Do lado oposto, de que o famoso físico Roger Penrose é
representante, acredita-se que as máquinas são fisicamente incapazes de um
pensamento humano e que jamais se poderá reproduzir em sistemas eletrônicos a
complexidade do cérebro.
Dois dos argumentos mais elaborados, e que se tornaram
famosos nesta polemica são o teste de Turing e o teste da Sala Chinesa.
O teste de Turing foi imaginado pelo matemático britânico
Alan Turing, grande visionário na investigação em IA, e é, segundo este, um
critério necessário para a inteligência automática. Coloque-se um humano e uma
máquina em duas caixas fechadas. Podemos fazer perguntas a cada uma das caixas.
Se não formos capazes de detectar diferença entre as respostas do humano e da
máquina, a máquina será considerada inteligente. Até agora, não existe nenhum
programa capaz de enganar uma pessoa que esteja especificamente a tentar
determinar qual é a caixa que contém o humano e qual é a que contém a máquina.

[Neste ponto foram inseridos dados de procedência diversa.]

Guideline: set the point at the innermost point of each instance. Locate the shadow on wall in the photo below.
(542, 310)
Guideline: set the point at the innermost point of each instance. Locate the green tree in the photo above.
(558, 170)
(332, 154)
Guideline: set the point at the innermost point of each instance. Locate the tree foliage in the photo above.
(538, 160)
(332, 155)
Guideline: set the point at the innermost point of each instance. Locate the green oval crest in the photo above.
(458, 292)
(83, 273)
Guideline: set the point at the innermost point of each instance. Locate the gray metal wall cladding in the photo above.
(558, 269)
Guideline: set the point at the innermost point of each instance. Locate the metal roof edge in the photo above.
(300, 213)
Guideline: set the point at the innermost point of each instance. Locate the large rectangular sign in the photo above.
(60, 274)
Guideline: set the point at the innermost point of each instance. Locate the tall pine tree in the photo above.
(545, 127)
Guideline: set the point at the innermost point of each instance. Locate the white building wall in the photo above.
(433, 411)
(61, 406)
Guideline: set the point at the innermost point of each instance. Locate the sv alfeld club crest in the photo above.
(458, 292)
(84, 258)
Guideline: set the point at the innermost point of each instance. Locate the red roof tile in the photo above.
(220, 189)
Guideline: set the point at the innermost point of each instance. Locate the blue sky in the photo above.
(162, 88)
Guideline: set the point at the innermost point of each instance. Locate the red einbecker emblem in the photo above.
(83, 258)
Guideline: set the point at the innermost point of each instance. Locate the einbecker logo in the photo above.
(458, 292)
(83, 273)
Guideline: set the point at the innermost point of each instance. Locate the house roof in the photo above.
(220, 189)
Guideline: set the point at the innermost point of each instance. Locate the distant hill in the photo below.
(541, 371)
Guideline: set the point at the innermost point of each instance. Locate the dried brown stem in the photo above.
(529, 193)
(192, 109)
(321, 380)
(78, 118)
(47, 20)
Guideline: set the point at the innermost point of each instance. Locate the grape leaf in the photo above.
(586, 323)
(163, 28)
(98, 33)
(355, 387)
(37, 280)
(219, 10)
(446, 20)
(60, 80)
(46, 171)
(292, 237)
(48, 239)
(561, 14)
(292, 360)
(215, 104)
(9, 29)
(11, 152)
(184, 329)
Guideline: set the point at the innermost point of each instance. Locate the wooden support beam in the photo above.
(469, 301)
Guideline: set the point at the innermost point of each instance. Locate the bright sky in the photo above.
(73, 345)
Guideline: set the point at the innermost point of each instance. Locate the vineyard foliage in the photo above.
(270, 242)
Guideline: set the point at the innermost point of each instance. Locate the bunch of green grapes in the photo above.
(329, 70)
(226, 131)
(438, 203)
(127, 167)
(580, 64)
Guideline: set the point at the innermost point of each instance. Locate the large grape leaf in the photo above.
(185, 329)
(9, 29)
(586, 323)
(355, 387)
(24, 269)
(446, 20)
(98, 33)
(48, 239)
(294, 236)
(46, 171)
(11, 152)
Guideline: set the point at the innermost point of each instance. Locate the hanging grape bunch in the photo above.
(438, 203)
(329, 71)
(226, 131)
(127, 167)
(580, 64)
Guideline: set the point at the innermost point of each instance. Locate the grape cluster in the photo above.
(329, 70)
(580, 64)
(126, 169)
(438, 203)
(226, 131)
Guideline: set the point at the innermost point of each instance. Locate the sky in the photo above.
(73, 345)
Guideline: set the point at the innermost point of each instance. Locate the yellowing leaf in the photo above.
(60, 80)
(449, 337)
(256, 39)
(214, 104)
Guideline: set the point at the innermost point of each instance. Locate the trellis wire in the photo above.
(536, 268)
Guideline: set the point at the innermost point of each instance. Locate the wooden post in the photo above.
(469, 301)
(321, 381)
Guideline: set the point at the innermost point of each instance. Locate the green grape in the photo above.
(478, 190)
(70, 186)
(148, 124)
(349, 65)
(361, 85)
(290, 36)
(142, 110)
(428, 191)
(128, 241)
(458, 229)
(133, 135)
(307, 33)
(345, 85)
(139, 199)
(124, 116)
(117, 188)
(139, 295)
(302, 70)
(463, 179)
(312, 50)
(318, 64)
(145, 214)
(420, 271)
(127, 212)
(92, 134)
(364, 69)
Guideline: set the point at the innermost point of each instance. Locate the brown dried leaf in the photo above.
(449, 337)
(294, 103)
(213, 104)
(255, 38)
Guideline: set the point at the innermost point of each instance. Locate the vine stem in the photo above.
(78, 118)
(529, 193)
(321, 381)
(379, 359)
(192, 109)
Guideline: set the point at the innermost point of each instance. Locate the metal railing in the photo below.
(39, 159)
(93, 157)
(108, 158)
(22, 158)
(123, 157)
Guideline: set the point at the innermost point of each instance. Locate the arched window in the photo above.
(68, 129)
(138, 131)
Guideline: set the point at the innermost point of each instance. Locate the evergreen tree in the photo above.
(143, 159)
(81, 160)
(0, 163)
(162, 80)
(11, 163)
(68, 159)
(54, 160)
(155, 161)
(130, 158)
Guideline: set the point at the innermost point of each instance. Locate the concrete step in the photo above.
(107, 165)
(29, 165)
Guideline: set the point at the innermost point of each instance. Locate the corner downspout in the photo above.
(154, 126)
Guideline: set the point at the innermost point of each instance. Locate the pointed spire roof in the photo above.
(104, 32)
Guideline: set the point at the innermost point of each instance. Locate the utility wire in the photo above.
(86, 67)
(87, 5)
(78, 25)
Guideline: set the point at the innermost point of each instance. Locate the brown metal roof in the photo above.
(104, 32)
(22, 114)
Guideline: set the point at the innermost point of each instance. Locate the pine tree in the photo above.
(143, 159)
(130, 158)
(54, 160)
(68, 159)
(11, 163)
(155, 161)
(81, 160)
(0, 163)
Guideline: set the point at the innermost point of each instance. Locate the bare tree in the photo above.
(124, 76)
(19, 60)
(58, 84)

Este teste está intimamente relacionado com o tópico que já tinha sido referido
de avaliar a inteligência através do comportamento, que recordo ser uma ideia
que eu defendi por nos permitir chegar mais longe nesta análise.

Esta é um argumento forte e bastante difícil de rebater a
não ser pelo fato que a mesma ordem de ideias nos leva a duvidar da compreensão
de qualquer pessoa relativamente a um assunto como já referi anteriormente. Por
esta razão, abandonarei a perspectiva, mas não por não reconhecer o seu mérito.
Um dos meus argumentos preferidos contra ela toma forma na
chamada “compreensão da equação de segundo grau” e é apresentado pelo
matemático Stan Franklin. Diz ele, Arnie é um programa de computador para
resolução de equações de segundo grau, na forma: ax2 + bx + c = 0 .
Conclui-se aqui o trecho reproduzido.